User Review: Arc'teryx Naos 70
This is a fantastic pack. Expensive, but this is a ten year piece of kit. The reviews for the Naos 55 apply equally to the 70 version. My comments (in no particular order):
- the waterproof construction is flawless. You'll never need to buy another pack cover or dry bag again.
- no bulky side pockets, but a huge amount of space in the lid. Camera, gloves, everything fits in there. There's another pocket on the lowerside of the lid, as well as two flat pockets on the body (one of which has a drainage hole at the bottom for that damp tarp/flysheet). The tall, slim profile of the pack is perfect for me and balances wonderfully - my gut tells me that slimmer builds will like this pack.
- roll-down top allows the pack to be vertically compressed and expanded as required (although the less roll-down you leave, the greater the leakage potential).
- the material used to make the pack has a white backing, which means the entire inside of the pack is very light. I'd never appreciated what a difference this makes when trying to find things. No more poking around with the headlamp for that lost sock at the bottom of a big black pack.
- pivoting hipbelt, via the Load Transfer Disc. The hipbelt rotates around 20 degrees from horizontal in both directions, keeping the pack nicely upright while your hips move alternately up and down. I love pivoting packs, but have always found that the complexity of the engineering eventually lets them down. The Naos though is beautifully simple - a circular disc on the hipbelt which slots into the body of the pack, and two side straps to adjust the amount of twist. A little grease should be all that is required to keep this going for years.

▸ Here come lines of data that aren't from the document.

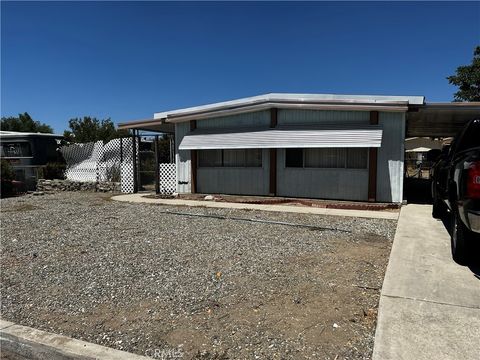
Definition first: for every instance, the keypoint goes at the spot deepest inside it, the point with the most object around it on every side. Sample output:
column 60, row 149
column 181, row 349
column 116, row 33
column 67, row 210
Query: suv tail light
column 473, row 181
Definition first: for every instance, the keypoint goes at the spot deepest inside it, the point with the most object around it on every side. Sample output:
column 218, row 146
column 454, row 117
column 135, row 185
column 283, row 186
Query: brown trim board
column 372, row 163
column 273, row 156
column 193, row 162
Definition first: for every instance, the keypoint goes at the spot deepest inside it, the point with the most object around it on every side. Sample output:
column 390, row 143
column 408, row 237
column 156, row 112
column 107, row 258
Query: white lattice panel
column 168, row 178
column 96, row 161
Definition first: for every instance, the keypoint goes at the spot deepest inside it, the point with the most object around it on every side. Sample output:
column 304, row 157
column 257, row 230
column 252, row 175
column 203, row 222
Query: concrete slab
column 421, row 330
column 140, row 198
column 421, row 265
column 429, row 306
column 23, row 342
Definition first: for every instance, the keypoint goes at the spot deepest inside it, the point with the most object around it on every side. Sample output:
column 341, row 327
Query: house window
column 327, row 158
column 230, row 158
column 294, row 157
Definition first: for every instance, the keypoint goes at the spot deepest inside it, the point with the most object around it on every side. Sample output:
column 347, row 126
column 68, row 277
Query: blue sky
column 128, row 60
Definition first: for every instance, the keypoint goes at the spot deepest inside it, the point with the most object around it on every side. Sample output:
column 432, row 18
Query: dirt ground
column 138, row 278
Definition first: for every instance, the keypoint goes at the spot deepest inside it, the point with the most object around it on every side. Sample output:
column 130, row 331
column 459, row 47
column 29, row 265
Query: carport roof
column 440, row 119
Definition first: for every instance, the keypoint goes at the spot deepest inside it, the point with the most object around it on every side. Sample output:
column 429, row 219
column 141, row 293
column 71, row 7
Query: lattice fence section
column 126, row 168
column 168, row 178
column 82, row 160
column 96, row 161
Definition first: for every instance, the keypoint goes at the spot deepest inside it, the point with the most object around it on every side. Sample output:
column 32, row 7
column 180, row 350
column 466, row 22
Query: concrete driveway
column 429, row 306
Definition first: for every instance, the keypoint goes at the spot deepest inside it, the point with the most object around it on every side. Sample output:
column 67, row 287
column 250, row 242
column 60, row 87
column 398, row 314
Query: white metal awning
column 283, row 137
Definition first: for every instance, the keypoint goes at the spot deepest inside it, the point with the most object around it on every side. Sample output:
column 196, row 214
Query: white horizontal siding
column 283, row 137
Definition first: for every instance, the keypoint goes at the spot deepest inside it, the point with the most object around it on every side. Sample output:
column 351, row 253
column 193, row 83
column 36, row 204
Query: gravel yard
column 171, row 286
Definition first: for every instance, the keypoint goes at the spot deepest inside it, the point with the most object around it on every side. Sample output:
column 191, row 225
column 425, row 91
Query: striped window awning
column 283, row 137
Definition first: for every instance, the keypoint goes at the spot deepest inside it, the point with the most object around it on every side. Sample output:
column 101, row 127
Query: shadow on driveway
column 474, row 262
column 418, row 191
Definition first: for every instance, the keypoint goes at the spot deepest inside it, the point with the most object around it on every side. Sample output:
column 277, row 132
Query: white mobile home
column 345, row 147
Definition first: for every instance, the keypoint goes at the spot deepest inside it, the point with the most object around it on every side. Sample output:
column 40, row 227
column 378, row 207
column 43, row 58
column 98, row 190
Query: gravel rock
column 137, row 278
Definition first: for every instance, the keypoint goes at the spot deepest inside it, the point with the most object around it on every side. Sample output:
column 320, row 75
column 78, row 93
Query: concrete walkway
column 140, row 198
column 22, row 342
column 429, row 306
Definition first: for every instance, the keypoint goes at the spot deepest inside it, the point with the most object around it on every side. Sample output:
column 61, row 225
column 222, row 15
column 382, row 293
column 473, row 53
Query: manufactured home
column 344, row 147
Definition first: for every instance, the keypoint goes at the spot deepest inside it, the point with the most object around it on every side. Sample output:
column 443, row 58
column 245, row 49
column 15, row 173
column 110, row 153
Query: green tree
column 92, row 129
column 467, row 79
column 23, row 123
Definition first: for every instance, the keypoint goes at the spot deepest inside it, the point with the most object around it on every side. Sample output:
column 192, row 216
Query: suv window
column 16, row 149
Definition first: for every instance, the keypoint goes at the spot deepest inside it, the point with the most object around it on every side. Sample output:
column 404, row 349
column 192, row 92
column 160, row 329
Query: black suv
column 456, row 189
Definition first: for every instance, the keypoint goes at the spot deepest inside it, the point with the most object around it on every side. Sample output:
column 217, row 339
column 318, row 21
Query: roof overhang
column 292, row 101
column 155, row 125
column 18, row 134
column 440, row 119
column 163, row 121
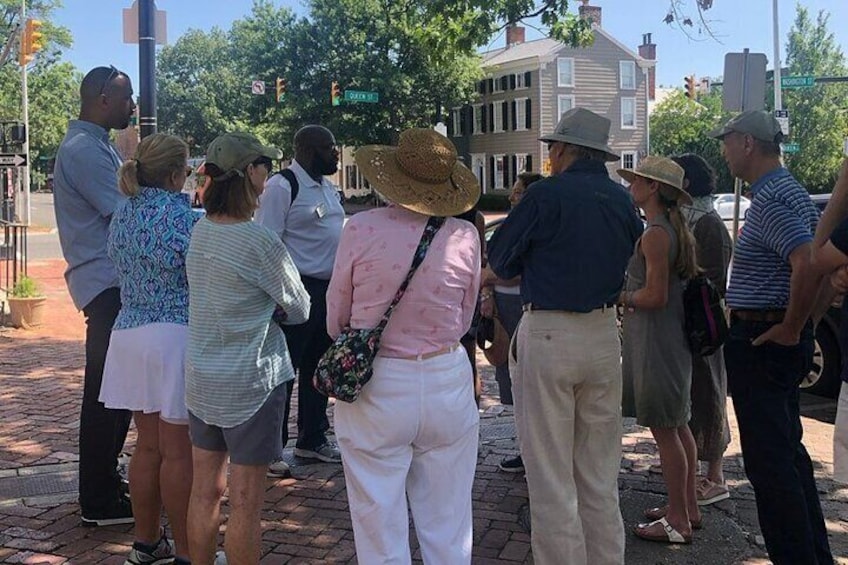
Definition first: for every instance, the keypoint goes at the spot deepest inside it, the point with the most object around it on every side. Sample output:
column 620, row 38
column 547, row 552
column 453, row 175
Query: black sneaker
column 512, row 465
column 119, row 513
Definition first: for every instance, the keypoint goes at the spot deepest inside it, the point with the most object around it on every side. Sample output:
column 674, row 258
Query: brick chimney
column 592, row 13
column 514, row 35
column 648, row 50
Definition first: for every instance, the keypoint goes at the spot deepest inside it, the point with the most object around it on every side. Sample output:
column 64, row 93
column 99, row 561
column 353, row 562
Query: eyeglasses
column 115, row 72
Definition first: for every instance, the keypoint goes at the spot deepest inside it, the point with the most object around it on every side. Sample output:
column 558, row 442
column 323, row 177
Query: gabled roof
column 544, row 48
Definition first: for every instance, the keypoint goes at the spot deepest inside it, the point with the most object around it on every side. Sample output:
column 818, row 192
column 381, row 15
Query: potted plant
column 26, row 304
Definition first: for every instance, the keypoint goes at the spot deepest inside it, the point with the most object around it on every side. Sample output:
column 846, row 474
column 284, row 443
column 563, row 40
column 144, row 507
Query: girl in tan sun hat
column 656, row 359
column 412, row 433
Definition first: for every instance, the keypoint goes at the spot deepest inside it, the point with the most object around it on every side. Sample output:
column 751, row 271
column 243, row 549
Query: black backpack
column 706, row 324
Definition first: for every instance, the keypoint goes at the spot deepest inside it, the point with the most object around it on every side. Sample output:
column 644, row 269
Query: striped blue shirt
column 237, row 274
column 781, row 218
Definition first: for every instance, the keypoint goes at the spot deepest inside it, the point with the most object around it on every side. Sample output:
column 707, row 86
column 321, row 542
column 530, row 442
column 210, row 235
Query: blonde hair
column 156, row 157
column 686, row 264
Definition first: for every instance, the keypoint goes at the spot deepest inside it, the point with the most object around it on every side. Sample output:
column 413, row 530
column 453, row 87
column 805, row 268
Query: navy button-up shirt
column 569, row 238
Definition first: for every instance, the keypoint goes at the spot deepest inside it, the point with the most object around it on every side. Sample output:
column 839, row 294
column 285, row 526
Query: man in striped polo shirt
column 771, row 293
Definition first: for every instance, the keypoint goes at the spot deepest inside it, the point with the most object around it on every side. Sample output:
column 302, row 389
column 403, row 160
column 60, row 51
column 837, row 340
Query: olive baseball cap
column 233, row 152
column 759, row 124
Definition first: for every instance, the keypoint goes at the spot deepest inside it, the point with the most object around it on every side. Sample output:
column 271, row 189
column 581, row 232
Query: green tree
column 819, row 115
column 680, row 125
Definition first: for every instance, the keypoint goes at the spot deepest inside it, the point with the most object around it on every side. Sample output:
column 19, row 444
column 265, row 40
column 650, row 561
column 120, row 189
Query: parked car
column 723, row 204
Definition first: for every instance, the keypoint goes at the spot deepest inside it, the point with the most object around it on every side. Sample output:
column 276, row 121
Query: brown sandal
column 660, row 511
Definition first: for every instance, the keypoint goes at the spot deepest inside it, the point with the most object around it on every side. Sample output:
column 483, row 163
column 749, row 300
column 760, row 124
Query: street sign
column 361, row 96
column 12, row 160
column 782, row 117
column 797, row 82
column 744, row 85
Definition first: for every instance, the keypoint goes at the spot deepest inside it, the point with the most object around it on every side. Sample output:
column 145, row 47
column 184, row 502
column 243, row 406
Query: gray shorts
column 257, row 441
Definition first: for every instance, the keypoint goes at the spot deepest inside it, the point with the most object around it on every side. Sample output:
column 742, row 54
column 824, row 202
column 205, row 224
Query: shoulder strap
column 433, row 225
column 289, row 175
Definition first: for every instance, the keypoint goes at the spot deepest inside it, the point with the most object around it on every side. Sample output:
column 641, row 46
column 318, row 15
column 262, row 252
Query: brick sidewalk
column 305, row 519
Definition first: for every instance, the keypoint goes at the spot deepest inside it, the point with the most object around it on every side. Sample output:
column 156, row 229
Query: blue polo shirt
column 570, row 238
column 85, row 193
column 781, row 217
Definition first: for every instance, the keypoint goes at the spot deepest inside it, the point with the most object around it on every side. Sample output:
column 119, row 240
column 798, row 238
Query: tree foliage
column 819, row 115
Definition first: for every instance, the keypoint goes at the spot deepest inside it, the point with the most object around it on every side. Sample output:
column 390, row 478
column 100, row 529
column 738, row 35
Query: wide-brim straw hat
column 493, row 341
column 422, row 173
column 585, row 128
column 663, row 170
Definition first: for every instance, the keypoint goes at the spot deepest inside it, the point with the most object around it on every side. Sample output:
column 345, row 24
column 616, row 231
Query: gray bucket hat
column 581, row 127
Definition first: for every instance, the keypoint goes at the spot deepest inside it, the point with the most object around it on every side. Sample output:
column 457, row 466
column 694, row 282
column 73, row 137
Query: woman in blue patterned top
column 145, row 364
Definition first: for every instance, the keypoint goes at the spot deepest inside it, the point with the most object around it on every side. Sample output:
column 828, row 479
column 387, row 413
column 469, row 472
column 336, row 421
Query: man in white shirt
column 310, row 226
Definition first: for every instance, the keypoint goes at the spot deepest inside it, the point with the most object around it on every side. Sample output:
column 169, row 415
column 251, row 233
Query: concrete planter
column 26, row 313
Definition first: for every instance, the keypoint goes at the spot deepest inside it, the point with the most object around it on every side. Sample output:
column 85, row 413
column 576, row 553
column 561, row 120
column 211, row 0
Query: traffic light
column 691, row 89
column 32, row 41
column 335, row 95
column 281, row 89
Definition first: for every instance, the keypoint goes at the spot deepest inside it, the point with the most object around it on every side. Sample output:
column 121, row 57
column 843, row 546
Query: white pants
column 567, row 392
column 840, row 438
column 411, row 433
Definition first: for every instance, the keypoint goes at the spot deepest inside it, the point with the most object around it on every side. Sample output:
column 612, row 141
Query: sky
column 96, row 26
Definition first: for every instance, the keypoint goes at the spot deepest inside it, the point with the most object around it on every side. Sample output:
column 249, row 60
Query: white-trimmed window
column 520, row 113
column 500, row 172
column 628, row 160
column 565, row 102
column 627, row 75
column 497, row 115
column 565, row 71
column 628, row 112
column 477, row 126
column 456, row 119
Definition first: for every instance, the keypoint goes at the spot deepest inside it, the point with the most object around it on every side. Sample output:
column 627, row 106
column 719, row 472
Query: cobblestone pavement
column 305, row 518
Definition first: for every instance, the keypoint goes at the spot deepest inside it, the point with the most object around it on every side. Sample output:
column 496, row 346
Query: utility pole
column 147, row 67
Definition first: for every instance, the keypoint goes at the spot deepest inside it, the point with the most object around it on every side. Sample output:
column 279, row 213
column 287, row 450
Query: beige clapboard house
column 529, row 85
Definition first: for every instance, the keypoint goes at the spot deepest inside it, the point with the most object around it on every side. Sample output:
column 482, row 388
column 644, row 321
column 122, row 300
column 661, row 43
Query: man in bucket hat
column 570, row 238
column 770, row 346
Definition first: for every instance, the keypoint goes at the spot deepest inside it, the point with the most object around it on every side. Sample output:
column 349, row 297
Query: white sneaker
column 278, row 470
column 329, row 453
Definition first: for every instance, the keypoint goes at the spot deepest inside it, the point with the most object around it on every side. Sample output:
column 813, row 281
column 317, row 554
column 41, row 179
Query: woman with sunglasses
column 144, row 371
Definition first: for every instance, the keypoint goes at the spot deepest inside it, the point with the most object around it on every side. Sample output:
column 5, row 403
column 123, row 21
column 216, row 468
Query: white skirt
column 840, row 438
column 145, row 371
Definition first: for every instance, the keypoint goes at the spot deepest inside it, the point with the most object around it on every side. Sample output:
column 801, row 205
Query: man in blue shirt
column 770, row 346
column 569, row 239
column 85, row 195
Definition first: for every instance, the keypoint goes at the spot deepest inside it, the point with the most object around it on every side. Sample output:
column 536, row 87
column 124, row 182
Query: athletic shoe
column 119, row 513
column 512, row 465
column 162, row 554
column 329, row 453
column 278, row 470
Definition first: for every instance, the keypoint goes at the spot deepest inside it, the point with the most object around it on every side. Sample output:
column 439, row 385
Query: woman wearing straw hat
column 656, row 359
column 412, row 433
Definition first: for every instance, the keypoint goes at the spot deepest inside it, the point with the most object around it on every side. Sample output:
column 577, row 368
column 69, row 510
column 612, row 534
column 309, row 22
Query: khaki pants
column 567, row 390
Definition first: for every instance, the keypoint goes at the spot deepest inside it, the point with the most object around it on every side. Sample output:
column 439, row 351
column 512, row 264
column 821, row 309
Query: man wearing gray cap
column 570, row 238
column 770, row 346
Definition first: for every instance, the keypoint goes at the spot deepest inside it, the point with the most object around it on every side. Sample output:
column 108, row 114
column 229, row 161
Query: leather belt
column 422, row 356
column 758, row 315
column 530, row 307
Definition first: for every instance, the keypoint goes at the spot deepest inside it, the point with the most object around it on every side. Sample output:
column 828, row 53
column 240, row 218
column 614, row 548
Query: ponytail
column 128, row 177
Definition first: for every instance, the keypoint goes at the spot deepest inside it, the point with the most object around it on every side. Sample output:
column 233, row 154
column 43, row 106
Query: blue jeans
column 763, row 382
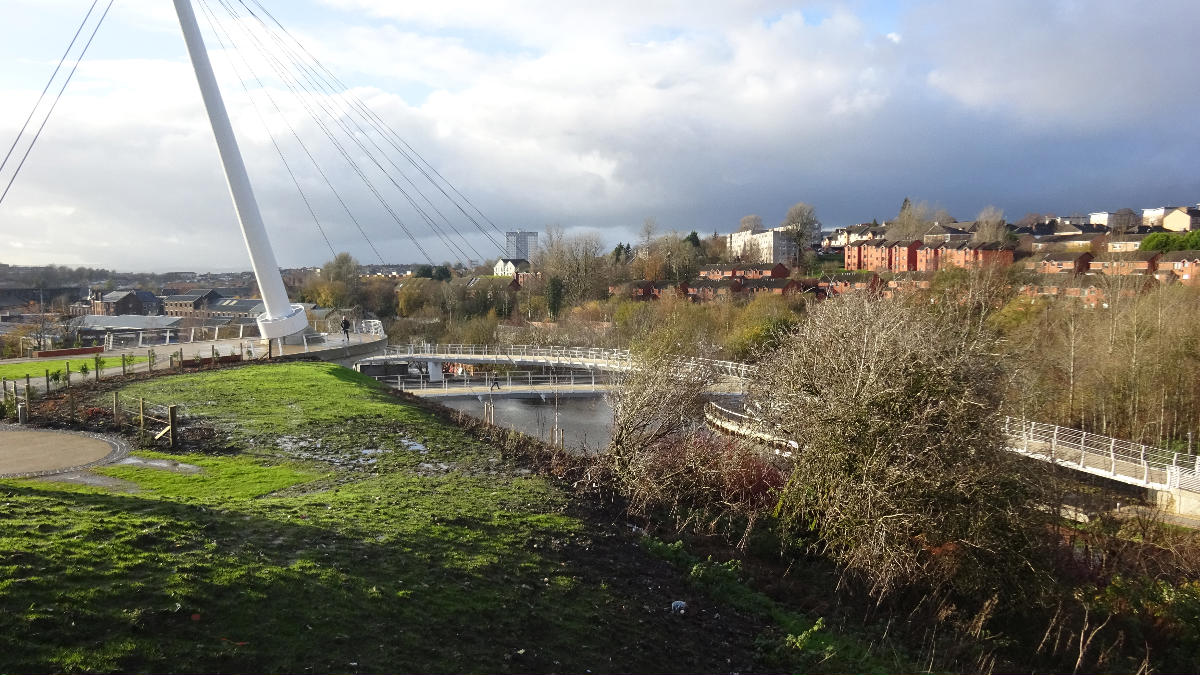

- the hipbelt is also removable. A counter-clockwise twist removes the belt from the pack, making it much less likely to get damaged if checked for a flight. I also found that without the belt, a full pack will fit nicely into a lightweight suit bag, further lessening the risk of rips and broken straps during flights. Re-attaching the hip belt needs some care, as I suspect incorrect attachment followed by usage could lead to serious damage.
- there's only one way in or out of the bag - through the top. No separately accessible sleeping back compartment, no front zipper. If you can't live without these, you won't like this one. Personally I don't miss them.
- not the easiest pack to load and unload, partly for the reason given above, but also because of the rolldown and waterproof design. The rolldown top extends a long way, around another 12 inches from what could be considered the top of the main section of the bag. While this gives some room for expansion, it can also get in the way when you are stuffing things into the pack, especially given that the top of the rolldown is designed to snap closed. Also the waterproof material is slightly rubbery - things do not always slide into the pack easily.
- the axe/gear loops are a little too low - I'd have preferred them a couple of inches high for better support. I usually end up attaching gear to the 3 side straps instead.
- there is no ugly. This is a beautiful pack.